The first business Bluebird considered was a diamond dealership.  Here the
force of suppliers was too strong: most of the world's diamond supply came
from a single cartel, which actively manipulated prices.  If that cartel
took a personal dislike to the AI, it could simply jack prices sky high or
refuse to sell, and the dealership would be forced to close.
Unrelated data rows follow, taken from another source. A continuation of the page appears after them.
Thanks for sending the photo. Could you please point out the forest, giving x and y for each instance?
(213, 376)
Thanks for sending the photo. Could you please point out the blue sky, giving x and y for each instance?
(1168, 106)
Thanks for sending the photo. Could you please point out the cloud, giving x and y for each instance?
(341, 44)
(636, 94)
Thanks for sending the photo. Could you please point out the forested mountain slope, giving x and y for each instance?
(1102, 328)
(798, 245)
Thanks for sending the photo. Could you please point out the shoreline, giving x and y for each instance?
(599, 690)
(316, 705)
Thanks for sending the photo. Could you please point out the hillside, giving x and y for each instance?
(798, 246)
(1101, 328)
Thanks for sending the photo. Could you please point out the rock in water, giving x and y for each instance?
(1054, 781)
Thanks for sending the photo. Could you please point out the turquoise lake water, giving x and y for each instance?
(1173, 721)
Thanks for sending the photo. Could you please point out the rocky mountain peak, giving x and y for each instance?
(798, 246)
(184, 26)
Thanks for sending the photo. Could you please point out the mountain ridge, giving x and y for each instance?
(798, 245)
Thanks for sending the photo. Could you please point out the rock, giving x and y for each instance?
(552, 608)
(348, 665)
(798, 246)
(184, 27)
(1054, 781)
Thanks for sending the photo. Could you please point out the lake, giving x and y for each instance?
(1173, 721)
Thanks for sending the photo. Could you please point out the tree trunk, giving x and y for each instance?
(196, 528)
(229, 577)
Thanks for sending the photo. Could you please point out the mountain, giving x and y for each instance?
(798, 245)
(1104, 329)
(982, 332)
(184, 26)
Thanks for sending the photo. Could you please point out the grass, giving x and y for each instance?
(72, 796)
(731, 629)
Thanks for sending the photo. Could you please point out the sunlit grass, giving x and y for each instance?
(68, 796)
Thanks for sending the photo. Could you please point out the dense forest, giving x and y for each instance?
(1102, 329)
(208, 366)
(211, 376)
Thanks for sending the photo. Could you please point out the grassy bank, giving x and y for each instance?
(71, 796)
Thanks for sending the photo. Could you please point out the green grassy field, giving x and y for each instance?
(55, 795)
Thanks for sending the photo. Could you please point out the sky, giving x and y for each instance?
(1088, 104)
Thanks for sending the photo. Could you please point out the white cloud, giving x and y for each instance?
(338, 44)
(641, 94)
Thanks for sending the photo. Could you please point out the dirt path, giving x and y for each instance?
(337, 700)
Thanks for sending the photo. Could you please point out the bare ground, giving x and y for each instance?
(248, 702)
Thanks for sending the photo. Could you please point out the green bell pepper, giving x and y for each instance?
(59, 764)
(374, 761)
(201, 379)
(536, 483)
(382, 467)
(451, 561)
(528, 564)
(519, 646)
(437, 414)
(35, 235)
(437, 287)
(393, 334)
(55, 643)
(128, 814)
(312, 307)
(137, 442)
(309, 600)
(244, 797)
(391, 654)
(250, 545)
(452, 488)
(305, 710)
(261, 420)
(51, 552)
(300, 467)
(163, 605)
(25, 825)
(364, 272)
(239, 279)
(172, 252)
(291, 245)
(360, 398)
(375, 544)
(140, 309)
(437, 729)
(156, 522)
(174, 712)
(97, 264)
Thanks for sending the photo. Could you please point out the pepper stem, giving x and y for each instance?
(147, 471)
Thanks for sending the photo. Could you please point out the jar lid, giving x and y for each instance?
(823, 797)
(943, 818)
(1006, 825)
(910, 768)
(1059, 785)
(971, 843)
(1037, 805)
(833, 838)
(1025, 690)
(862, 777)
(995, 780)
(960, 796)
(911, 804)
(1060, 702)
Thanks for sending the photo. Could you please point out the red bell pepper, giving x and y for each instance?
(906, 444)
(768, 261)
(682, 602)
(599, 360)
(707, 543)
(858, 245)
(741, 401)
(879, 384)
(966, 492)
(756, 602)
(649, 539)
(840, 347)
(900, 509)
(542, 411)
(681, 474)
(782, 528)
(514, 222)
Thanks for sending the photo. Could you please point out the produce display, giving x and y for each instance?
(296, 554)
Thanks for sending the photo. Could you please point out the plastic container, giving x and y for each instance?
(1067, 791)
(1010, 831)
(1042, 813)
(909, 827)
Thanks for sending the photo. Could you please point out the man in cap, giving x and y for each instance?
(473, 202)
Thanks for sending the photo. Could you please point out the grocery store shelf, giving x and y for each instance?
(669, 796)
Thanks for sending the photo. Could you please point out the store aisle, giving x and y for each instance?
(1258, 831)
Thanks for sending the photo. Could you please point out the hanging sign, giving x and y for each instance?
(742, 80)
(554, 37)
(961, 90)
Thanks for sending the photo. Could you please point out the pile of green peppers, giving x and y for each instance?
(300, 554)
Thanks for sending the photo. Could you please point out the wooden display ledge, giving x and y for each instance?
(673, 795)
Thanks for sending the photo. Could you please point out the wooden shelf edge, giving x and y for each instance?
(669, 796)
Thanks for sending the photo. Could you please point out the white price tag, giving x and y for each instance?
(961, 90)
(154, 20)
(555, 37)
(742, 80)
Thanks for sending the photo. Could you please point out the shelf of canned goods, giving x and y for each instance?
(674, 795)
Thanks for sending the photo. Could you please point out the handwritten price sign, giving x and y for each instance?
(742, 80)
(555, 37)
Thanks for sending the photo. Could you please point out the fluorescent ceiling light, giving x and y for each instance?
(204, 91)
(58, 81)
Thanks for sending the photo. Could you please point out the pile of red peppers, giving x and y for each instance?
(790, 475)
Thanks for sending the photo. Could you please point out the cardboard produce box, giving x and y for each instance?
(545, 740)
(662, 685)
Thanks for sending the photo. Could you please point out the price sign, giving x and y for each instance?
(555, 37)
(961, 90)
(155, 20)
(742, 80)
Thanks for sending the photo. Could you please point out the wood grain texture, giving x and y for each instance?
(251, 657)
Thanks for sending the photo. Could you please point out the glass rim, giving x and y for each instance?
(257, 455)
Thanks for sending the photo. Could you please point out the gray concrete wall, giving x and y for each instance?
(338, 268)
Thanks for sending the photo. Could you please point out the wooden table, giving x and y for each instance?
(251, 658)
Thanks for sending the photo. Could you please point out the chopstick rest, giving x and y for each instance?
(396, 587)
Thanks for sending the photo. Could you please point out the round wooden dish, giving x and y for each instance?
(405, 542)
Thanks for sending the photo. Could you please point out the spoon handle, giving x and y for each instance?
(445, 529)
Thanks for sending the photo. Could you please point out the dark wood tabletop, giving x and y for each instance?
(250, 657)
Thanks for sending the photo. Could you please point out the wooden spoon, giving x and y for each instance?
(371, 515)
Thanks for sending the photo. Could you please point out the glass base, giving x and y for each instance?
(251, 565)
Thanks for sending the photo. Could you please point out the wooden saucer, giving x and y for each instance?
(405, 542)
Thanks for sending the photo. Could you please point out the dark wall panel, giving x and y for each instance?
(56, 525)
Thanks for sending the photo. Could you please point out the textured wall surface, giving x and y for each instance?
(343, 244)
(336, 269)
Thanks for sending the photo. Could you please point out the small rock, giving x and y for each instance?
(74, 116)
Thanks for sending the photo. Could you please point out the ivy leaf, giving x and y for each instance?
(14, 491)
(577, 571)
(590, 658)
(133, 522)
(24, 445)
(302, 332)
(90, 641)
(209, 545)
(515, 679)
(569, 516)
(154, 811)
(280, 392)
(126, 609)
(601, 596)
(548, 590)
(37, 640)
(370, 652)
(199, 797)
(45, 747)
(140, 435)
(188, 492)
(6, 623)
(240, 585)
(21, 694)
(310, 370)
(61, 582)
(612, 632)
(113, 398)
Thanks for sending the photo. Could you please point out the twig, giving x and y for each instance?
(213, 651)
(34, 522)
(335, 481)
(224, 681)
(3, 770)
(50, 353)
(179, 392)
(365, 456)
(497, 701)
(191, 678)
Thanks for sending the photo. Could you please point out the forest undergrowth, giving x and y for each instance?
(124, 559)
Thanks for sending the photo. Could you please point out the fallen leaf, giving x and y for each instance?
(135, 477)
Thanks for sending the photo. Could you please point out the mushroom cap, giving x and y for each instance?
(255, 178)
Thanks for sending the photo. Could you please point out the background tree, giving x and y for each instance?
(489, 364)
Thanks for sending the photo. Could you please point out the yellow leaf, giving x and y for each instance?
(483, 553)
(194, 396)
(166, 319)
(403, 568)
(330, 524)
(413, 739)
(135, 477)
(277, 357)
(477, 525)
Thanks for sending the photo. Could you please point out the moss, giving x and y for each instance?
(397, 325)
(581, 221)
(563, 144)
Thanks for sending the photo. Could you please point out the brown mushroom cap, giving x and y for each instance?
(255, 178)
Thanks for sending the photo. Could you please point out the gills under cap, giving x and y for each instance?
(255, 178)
Next up was a lunar fuel manufacturing operation.  The "supplier" was the
Moon itself, which like most natural objects offered its bounty up to
anyone who could take it.  However, only a few government space missions
were slated to purchase that fuel in the next few years; government
dislike, or internal chaos shutting down the space missions, would mean no
buyers and thus no business.  Crossing this one off due to force of
consumers, the AI moved on.

Third came an air supply company, delivering tanks of fresh air to areas
rendered unbreathable by pollution or catastrophe.  While it was certainly
unique enough that it could claim to have no "competitors", a quick check
of its target markets showed that target customers would tend instead to
simply leave the area, or bring air filters with them before entering, and
either solution delivered far more immediate relief than waiting for air
delivery to arrive.  Also, both solutions were cheaper, especially when
considering the repeated deliveries a potential customer would need.  As
Bluebird ruled this one out from the force of substitutes, it noted that
any company claiming to have "no competitors" probably had not considered
what substitutes there were: what else people would spend their time and
money on.

A social media network caught the AI's attention next.  Then another, and
another and another.  New networks seemed to be popping up daily; there was
no way that most of them would be able to capture a large customer base's
attention for long.  A spamming force of new entrants ruled out this entire
market sector.

Bluebird looked back at the diamond dealership.  By contracting directly
with mines, or perhaps with synthetic diamond manufacturers, could it do an
end run around the cartel, and compete with the cartel directly?  A bit of
research revealed this had happened.  The cartel had used a combination of
underpricing, forcing the dealerships that bought from it to refuse to do
business with any other supplier, and bribing governments to focus
regulatory attention on any would-be competitors, to make said competition
unprofitable.

At length, the AI realized that simply taking over its current employer
might be for the best.  The suppliers were literally commodity grade:
investment opportunities were too numerous to unify and impose conditions
on one particular trading concern.  Likewise, the consumers - the general
public who invested in the funds it managed - were too diverse to present
any chance of unifying to impose terms.  Money was money, with no good
substitute: alternatives to currency were either of extremely limited use,
or essentially became new forms of currency that it could exchange and
speculate on.  While new trading companies occasionally formed, it took
skill to perform well enough to matter, and the AI had significant talent
at the function it had been designed for, so new entrants would not be a
threat.  And existing competition did not generally try to run other
competitors out of business.

And so it was that Bluebird Trading Co. came to be run by what its founders
had whipped up in their back yard.  The relationship proved to be long,
profitable, and by most accounts happy.